M. Denis Badré, rapporteur, a souligné que la commission européenne avait en fait voulu appliquer par anticipation au secteur des télécommunications les solutions qu'elle préconise par ailleurs pour le futur régime commun de TVA. Dans ce régime commun, dit également régime définitif, la TVA serait due dans le pays d'origine des biens et non plus dans le pays de consommation. Il a rappelé que la délégation à l'Union européenne du Sénat avait été amenée à repousser ce régime commun pour deux raisons principales, la première de ces raisons étant les distorsions de concurrence et les délocalisations d'entreprises qui en résulteraient, la seconde étant que ce régime suppose un mécanisme de redistribution des recettes de TVA entre les États membres au prorata de leurs statistiques de consommation. Or, le bon fonctionnement d'un tel mécanisme de compensation serait tributaire de la fiabilité des statistiques disponibles, qui semblent encore très insuffisante. C'est pourquoi la proposition de résolution conclut qu'il est prématuré de passer au régime définitif dans les délais proposés par la commission européenne, c'est-à-dire d'ici à l'an 2001.

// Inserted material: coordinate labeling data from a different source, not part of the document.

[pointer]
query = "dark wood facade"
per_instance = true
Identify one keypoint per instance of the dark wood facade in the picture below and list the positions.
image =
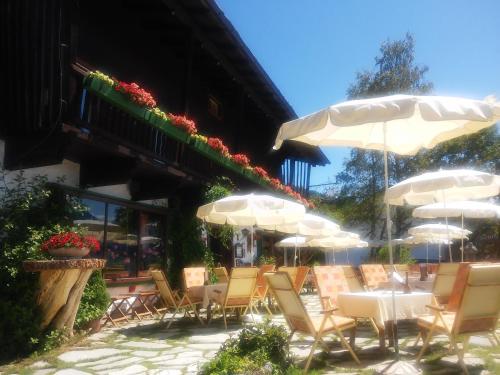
(185, 52)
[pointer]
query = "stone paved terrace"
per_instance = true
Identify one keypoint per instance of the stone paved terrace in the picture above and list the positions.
(148, 347)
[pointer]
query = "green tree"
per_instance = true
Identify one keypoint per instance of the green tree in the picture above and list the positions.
(360, 185)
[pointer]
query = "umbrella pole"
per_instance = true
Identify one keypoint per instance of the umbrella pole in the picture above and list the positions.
(389, 243)
(463, 236)
(251, 247)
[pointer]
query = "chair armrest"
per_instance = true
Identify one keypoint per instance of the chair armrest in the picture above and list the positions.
(435, 308)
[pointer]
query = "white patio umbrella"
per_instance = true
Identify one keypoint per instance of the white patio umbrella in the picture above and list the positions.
(291, 242)
(309, 225)
(443, 186)
(468, 209)
(400, 123)
(251, 210)
(438, 232)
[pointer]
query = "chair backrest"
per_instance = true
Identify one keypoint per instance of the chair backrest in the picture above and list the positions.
(443, 283)
(289, 302)
(458, 287)
(373, 275)
(193, 276)
(330, 281)
(241, 286)
(164, 287)
(352, 279)
(300, 277)
(261, 284)
(480, 304)
(291, 271)
(221, 273)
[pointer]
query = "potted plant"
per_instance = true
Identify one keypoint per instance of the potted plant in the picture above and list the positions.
(70, 244)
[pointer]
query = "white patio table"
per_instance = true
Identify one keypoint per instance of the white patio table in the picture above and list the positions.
(378, 306)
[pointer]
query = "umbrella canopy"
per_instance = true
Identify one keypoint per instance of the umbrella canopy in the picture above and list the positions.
(468, 209)
(444, 185)
(416, 240)
(439, 231)
(309, 225)
(410, 122)
(250, 210)
(295, 241)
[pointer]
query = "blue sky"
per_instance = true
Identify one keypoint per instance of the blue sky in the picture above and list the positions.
(313, 49)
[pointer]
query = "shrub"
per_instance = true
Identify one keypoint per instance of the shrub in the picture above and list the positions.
(95, 300)
(259, 349)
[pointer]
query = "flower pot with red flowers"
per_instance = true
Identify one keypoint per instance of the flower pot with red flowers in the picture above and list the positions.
(70, 245)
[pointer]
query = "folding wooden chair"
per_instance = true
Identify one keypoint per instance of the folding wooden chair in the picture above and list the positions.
(193, 276)
(240, 291)
(261, 287)
(478, 312)
(352, 279)
(373, 275)
(298, 319)
(444, 281)
(221, 273)
(172, 300)
(330, 281)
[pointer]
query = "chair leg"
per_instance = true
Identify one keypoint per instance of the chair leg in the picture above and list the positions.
(347, 346)
(172, 318)
(419, 336)
(309, 359)
(425, 345)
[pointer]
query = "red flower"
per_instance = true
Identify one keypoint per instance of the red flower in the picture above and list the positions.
(184, 123)
(136, 94)
(70, 239)
(241, 159)
(218, 145)
(261, 172)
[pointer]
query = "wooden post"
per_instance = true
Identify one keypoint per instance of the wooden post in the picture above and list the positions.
(61, 286)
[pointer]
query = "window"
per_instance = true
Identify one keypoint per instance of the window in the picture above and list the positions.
(132, 240)
(215, 107)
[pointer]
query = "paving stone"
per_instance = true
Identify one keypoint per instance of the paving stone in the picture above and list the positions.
(40, 364)
(87, 355)
(208, 346)
(190, 354)
(217, 338)
(145, 353)
(114, 365)
(45, 371)
(101, 361)
(130, 370)
(145, 345)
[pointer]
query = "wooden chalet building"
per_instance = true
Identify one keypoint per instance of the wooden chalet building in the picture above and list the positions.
(130, 173)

Le rapporteur a fait part d'un net changement d'attitude de la commission européenne depuis l'an dernier et a souligné que le commissaire européen en charge de la fiscalité, M. Mario Monti, fait preuve en la matière d'un grand pragmatisme en reconnaissant que le passage au régime définitif devait être reporté et qu'il était nécessaire d'améliorer le régime transitoire dans l'attente.

Le rapporteur a considéré qu'en effet le régime transitoire, globalement satisfaisant sous la réserve des fraudes auxquelles il se prête, mérite d'être amélioré sur plusieurs points.

M. Denis Badré, rapporteur, a alors proposé aux membres de la commission d'apporter plusieurs amendements au texte de la résolution de façon à y faire mention des derniers développements de la réflexion de la commission européenne en matière de concurrence fiscale dommageable, d'exprimer de façon plus explicite le désaccord avec sa proposition en matière de TVA applicable aux prestations de télécommunications, et de recenser les améliorations susceptibles d'être apportées au régime transitoire.

La commission a alors adopté le texte de la résolution ainsi modifié et complété.

Enfin, la commission a fixé au lundi 20 octobre, à 17 heures, le délai limite pour le dépôt, auprès de son secrétariat, d'éventuels amendements à ses conclusions et au mardi 21 octobre, à 17 heures 30, la date de sa réunion pour l'examen de ces amendements.